In het Note Café begin ik het wel benauwd te krijgen. Ik loop naar buiten en als ik midden in Hanoi zit en merk dat ik het koud heb van de koorts terwijl de stad natuurlijk een windstil broeinest is, bedenk ik me toch dat het verstandig is om niet te hoog van de toren te blazen en besluit ik naar de korf te verkassen. Geertje gaat nog met Manon en Anandi mee naar een stadspark waar ze even lekker rondstruinen en Anandi een foto van zichzelf en haar vriend laat tekenen. Ook hier weer een vreemde situatie. Tekenen op straat lijkt ook weer verboden te zijn en eenzelfde soort toneelstuk als op de Beer street, ontvouwt zich in het park. Van een beveiliger krijgt de tekenaar tien minuten (waarom? De bewoners van Hanoi houden de kaarten ongezien voor zich) om zijn kunstwerk af te ronden. Bij lange na niet voldoende natuurlijk, maar toch pakt de tekenaar zijn tekengerei in om rustig een sigaret te roken en zodra de beveiliger uit beeld is, komt het houtskoolkrijtje weer tevoorschijn en maakt hij het portret van Anandi en haar vriend af.
Geertje houdt het hierna ook voor gezien want ook zij legt het af tegen haar eigen lichaam en de rest van de middag liggen we samen op bed.

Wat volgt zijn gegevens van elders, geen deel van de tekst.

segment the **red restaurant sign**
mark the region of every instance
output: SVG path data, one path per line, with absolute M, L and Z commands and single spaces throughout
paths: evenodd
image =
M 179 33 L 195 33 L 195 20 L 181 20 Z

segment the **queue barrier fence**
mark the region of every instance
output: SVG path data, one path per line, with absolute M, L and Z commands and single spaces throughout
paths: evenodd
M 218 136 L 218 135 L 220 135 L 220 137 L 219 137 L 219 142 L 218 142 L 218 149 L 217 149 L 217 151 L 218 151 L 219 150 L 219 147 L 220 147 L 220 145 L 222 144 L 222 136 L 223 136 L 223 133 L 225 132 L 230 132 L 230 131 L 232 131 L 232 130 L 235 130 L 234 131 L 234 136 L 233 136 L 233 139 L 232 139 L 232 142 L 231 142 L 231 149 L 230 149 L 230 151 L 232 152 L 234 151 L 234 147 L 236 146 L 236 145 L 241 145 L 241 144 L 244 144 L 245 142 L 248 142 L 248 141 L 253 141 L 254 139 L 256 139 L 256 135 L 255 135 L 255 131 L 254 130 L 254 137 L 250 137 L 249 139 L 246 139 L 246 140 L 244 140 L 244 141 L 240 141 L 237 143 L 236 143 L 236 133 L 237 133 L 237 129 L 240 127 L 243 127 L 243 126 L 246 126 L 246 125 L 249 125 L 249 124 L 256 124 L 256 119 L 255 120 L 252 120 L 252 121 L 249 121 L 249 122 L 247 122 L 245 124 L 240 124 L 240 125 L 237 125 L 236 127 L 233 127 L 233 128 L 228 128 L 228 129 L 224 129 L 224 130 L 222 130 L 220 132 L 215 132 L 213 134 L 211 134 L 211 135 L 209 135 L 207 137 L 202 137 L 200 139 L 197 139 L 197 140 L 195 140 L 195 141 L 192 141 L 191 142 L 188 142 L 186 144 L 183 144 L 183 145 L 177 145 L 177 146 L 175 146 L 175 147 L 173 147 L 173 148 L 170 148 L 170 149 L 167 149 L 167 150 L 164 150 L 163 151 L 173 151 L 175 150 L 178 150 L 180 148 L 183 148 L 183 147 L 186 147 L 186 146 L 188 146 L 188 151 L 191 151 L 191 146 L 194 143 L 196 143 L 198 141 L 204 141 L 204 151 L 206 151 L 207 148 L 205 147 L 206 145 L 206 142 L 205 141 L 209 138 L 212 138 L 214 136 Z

Hanoi is met alle drukte geen ideale plek om lekker rustig uit te zieken, maar je moet er maar het beste van maken. Voorzien van een extra dosis paracetamol sluiten we voor het avondeten weer aan bij onze Overijsselse en Drentse vriendinnen. Waar eten we? Take Taco! Nee, niet dezelfde, Take Taco kent twee vestigingen in Hanoi en de tweede vestiging ligt langs de prachtige St. Joseph Cathedral die er na zonsondergang fantastisch uitziet. Onze hunkering naar Mexicaans voedsel is nog altijd niet gestild en waar ik een Caesar Salade naar binnen werk, ontfermt Geertje zich over quesadilla's met kip, werkt Manon een kipburrito naar binnen en verorbert Anandi een goed uitziende taco. Na ons Mexicaanse avondmaaltje, vervolgen we onze weg naar Train Street, misschien wel dé grootste toeristische trekpleister van Hanoi.
Train street
Net als Beer street is ook Train street een naam die geen gras laat groeien over wat er te doen is in de straat. Train street is namelijk een straat waar de weg niet door asfalt, maar door een treinspoor wordt gevormd. Een disclaimer vooraf: aan deze avond wijd ik best wel wat tekst, maar wat hier allemaal gebeurt, is gewoonweg even het vermelden waard. Geen zin in een lang verhaal? Scrol even door naar het kopje 'De Fietstour' en bekijk alleen even de fotootjes! Train street is echt een tourist trap. Het begint (natuurlijk) bij het begin: bij de spoorwegovergang die tevens dient als ingang voor Train street, staan hekken en je moet met een werknemer van een van de restaurantjes of barretjes (lees: een kwartetspel aan plastic stoelen) mee, zodat ze de garantie hebben dat je iets koopt. Niks ergs en aanvankelijk is het ook best leuk. Een leuk verlicht straatje dat, hoewel flink toeristisch, volkomen uniek is doordat de straat een treinspoor is. Ook hangt er wel een leuk sfeertje en wanneer we ons veel te dure biertje met z’n vieren open tikken, zijn we het erover eens: dit straatje heeft wel wat.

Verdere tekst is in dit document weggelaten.